Assuming we are happy with the performance of the model, we can continue and apply our transformations and model to the test set. Unlike other libraries, we do not need to explicitly create a pipeline here in order to propagate the transformations. In fact, with vaex
and vaex.ml
, a pipeline is automatically being created as one is doing the exploration of the data. Each vaex
DataFrame contains a state, which is a (serializable) object containing information of all transformations applied to the DataFrame (filtering, creation of new virtual columns, transformations).

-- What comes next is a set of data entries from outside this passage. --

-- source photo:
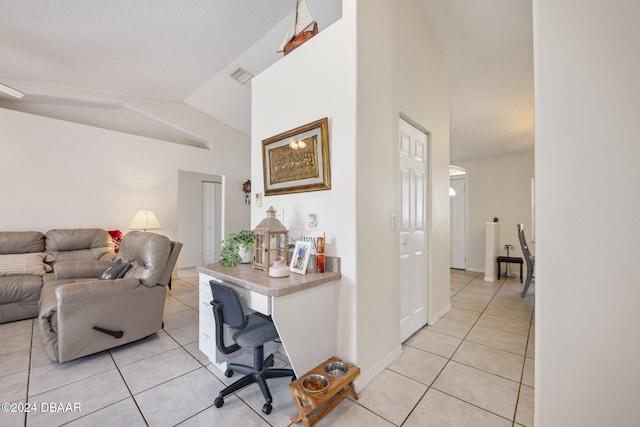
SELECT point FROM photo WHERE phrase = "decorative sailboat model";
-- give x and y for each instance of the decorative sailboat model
(301, 29)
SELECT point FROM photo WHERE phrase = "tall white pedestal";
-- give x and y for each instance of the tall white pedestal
(491, 251)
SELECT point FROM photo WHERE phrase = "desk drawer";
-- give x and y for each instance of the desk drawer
(251, 299)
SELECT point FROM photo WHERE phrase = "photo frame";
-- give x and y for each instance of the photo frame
(297, 160)
(300, 258)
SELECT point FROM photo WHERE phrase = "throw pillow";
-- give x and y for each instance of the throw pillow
(23, 264)
(116, 268)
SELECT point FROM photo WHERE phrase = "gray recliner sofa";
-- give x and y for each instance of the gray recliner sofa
(80, 313)
(22, 267)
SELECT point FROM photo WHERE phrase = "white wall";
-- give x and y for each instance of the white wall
(310, 83)
(58, 174)
(190, 187)
(353, 72)
(498, 187)
(587, 289)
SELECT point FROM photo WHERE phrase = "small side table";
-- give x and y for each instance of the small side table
(509, 259)
(312, 406)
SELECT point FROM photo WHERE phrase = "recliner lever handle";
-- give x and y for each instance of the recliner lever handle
(115, 334)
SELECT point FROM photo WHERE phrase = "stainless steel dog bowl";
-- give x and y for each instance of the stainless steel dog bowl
(315, 383)
(336, 369)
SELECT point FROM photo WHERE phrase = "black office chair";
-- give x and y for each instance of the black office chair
(528, 258)
(249, 331)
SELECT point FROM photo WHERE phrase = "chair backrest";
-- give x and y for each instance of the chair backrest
(523, 244)
(227, 310)
(148, 254)
(230, 304)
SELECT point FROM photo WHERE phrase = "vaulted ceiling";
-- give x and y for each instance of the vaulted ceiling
(84, 54)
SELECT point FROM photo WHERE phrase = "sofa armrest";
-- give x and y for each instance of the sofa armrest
(80, 269)
(93, 290)
(125, 308)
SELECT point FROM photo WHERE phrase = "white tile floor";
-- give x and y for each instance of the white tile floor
(473, 368)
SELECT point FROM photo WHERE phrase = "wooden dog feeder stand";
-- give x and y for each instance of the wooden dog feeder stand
(312, 406)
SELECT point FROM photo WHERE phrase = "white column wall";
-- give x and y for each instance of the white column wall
(363, 82)
(587, 318)
(310, 83)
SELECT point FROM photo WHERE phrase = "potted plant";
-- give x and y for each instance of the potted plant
(237, 247)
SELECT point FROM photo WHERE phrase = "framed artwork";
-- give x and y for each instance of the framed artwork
(297, 160)
(300, 258)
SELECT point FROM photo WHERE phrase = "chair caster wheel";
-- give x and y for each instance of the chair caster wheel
(218, 402)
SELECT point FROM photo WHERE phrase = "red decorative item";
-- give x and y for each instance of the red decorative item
(117, 236)
(320, 255)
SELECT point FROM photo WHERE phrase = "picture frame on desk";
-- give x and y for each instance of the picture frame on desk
(300, 258)
(297, 160)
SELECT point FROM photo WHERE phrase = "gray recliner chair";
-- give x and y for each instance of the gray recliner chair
(82, 314)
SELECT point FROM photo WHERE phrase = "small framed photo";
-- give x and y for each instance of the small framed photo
(300, 257)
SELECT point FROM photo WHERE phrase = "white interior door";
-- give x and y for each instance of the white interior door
(211, 221)
(414, 150)
(458, 223)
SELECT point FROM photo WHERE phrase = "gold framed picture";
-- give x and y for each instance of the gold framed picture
(297, 160)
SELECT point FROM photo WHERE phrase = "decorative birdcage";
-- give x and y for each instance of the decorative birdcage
(270, 240)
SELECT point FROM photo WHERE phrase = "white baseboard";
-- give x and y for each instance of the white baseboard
(432, 320)
(363, 380)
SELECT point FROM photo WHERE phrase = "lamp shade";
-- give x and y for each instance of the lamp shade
(144, 220)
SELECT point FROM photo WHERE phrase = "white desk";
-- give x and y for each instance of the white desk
(304, 310)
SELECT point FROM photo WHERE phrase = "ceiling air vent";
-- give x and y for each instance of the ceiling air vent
(242, 75)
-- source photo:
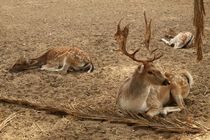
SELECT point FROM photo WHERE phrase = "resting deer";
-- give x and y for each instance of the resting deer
(148, 90)
(182, 40)
(59, 59)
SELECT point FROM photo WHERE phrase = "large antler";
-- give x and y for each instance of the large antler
(121, 38)
(147, 38)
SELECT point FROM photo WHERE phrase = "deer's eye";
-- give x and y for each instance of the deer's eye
(149, 72)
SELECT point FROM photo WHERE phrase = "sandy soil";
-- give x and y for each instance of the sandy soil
(30, 27)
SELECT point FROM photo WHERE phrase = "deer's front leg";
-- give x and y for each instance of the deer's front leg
(167, 110)
(176, 93)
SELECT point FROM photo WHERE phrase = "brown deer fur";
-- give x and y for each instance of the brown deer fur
(148, 90)
(57, 59)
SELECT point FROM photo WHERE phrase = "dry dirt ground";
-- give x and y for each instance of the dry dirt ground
(30, 27)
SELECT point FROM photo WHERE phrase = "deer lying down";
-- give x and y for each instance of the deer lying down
(182, 40)
(148, 90)
(60, 59)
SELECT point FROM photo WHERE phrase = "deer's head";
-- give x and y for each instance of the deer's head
(147, 70)
(21, 64)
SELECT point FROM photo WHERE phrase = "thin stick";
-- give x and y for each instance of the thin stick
(7, 120)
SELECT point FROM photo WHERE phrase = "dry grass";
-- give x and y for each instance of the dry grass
(104, 110)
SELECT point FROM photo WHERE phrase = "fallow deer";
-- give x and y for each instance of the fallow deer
(181, 40)
(59, 59)
(149, 90)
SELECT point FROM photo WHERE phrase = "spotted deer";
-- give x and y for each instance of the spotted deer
(148, 90)
(59, 59)
(181, 40)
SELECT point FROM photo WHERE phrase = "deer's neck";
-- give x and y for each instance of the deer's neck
(139, 86)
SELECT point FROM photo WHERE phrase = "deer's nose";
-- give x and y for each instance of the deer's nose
(166, 82)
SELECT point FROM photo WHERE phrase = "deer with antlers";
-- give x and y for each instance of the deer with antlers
(58, 59)
(148, 90)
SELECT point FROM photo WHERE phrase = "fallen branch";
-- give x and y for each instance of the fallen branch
(7, 120)
(49, 109)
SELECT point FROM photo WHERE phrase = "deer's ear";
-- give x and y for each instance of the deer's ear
(140, 68)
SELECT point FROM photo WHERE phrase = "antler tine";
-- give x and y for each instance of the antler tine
(147, 31)
(156, 57)
(123, 34)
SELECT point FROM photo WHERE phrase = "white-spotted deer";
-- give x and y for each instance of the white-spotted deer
(149, 90)
(181, 40)
(59, 59)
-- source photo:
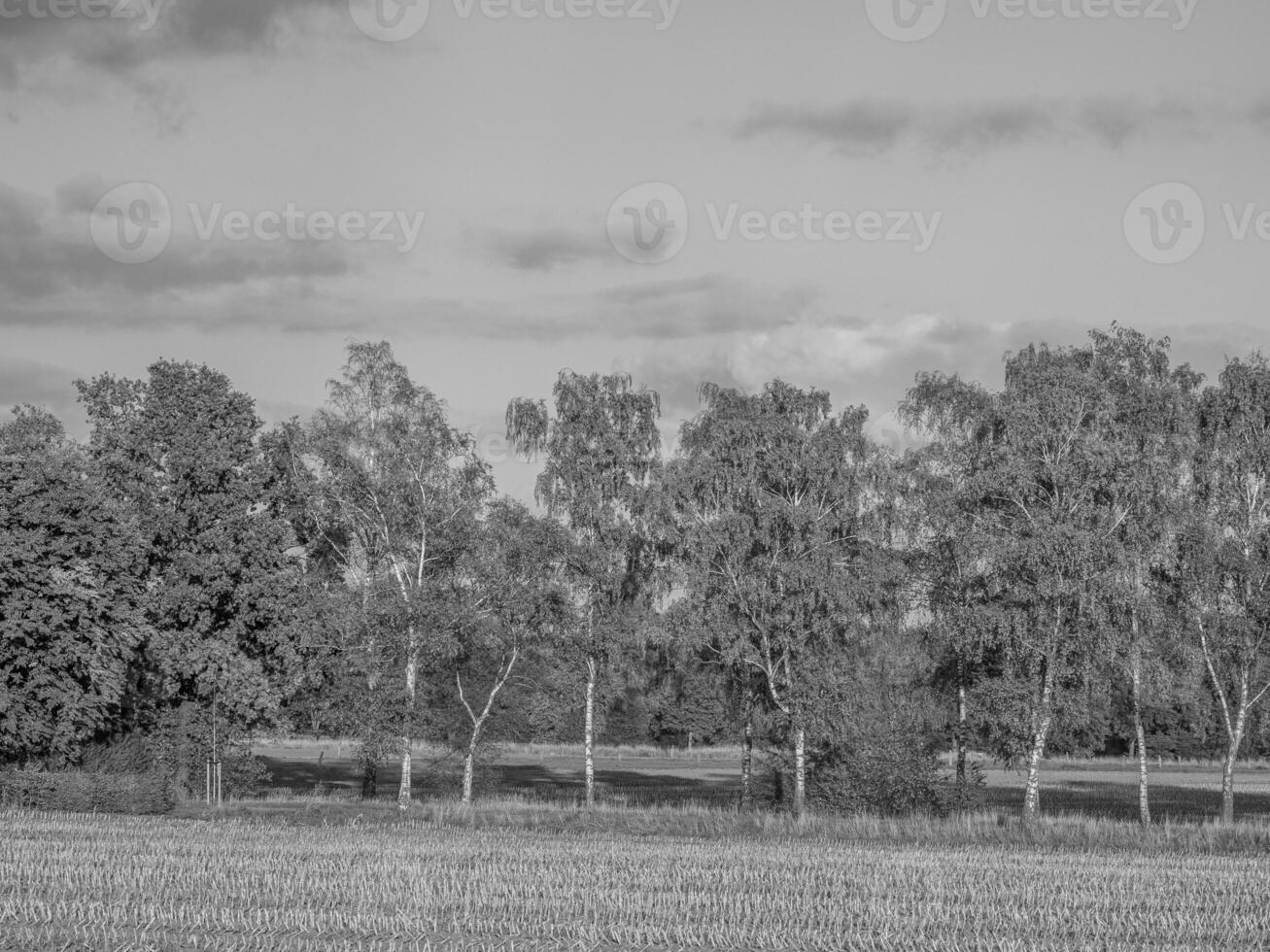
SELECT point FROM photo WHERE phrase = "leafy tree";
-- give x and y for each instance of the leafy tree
(179, 450)
(772, 497)
(393, 495)
(1225, 554)
(1150, 428)
(602, 447)
(520, 569)
(73, 587)
(959, 580)
(1051, 525)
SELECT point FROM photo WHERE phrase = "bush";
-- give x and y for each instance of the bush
(82, 791)
(892, 773)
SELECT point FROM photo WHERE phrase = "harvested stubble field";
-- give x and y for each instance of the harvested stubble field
(468, 880)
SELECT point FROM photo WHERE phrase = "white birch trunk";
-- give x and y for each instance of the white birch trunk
(412, 667)
(1140, 732)
(590, 733)
(1041, 732)
(799, 770)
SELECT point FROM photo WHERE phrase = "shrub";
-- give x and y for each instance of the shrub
(889, 773)
(82, 791)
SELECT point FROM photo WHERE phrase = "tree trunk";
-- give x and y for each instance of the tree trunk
(592, 670)
(412, 666)
(1042, 720)
(1140, 733)
(799, 770)
(1232, 754)
(960, 727)
(468, 761)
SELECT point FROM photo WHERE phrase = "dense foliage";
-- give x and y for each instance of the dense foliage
(1074, 562)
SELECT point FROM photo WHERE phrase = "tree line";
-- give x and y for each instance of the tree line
(1075, 560)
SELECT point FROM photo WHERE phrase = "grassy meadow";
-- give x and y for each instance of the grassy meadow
(666, 862)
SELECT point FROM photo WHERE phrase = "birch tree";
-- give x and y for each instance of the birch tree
(959, 580)
(1150, 428)
(602, 447)
(394, 493)
(1225, 555)
(522, 575)
(1053, 528)
(770, 496)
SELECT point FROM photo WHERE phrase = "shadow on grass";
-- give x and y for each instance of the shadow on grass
(536, 782)
(1119, 801)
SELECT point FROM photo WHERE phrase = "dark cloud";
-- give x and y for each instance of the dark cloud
(46, 251)
(38, 385)
(546, 249)
(867, 127)
(863, 126)
(71, 56)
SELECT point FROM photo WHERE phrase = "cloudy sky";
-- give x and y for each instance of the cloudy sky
(836, 191)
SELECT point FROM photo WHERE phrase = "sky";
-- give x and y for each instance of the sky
(841, 193)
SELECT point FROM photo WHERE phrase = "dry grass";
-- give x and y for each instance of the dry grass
(465, 880)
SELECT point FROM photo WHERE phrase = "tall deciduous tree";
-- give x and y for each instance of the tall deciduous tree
(520, 576)
(73, 586)
(179, 450)
(1053, 527)
(772, 493)
(602, 447)
(1227, 554)
(394, 495)
(958, 575)
(1150, 429)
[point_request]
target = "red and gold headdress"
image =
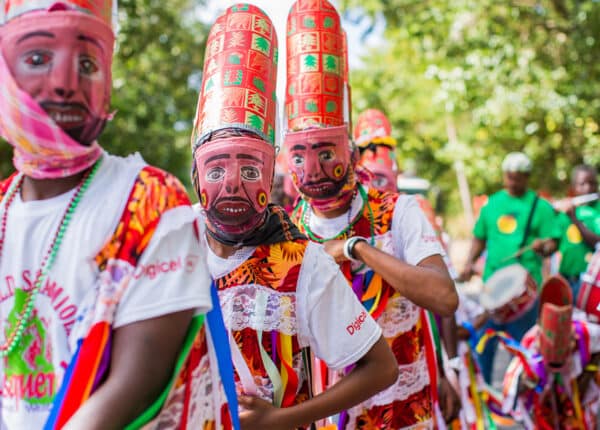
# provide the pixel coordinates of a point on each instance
(316, 66)
(372, 126)
(240, 75)
(556, 331)
(105, 10)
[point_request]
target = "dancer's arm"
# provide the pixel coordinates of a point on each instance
(376, 370)
(427, 284)
(141, 364)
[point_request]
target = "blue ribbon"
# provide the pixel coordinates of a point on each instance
(214, 319)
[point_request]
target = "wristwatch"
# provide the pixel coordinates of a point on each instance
(349, 246)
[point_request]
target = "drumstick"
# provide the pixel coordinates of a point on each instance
(518, 253)
(578, 200)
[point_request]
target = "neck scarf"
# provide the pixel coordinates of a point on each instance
(42, 150)
(276, 228)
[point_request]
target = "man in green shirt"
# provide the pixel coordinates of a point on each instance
(580, 227)
(502, 230)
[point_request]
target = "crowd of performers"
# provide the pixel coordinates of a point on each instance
(124, 306)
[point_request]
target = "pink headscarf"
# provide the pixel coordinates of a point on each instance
(42, 150)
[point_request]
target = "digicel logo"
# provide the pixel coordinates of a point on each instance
(153, 270)
(357, 323)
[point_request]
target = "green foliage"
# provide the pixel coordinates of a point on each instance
(262, 45)
(156, 73)
(331, 63)
(328, 22)
(520, 75)
(311, 106)
(330, 106)
(310, 61)
(259, 83)
(256, 121)
(309, 22)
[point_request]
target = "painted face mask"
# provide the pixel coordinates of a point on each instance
(379, 160)
(320, 162)
(57, 91)
(234, 184)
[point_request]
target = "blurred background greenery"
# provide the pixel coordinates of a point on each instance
(156, 75)
(504, 75)
(500, 75)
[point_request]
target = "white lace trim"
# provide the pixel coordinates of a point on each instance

Recall that the outputs of both the PCA transformation and the boosted model were in fact virtual columns, and thus are stored in the state of df_train
. All we need to do, is to apply this state to another similar DataFrame (e.g. the test set), and all the changes will be propagated.
In [6]:
state = df_train.state_get()
df_test.state_set(state)
df_test
Out[6]:
In [7]:
from sklearn.metrics import accuracy_score
acc = accuracy_score(y_true=df_test.class_.values, y_pred=df_test.prediction.values)
acc *= 100.
print(f'Test set accuracy: {acc}%')
The model get perfect accuracy of 100%. This is not surprising as this problem is rather easy: doing a PCA transformation on the features nicely separates the 3 flower species. Plotting the first two PCA axes, and colouring the samples according to their class already shows an almost perfect separation.
In [8]:
plt.figure(figsize=(8, 4))
df_test.scatter(df_test.PCA_0, df_test.PCA_1, c_expr=df_test.class_, s=50)
plt.show()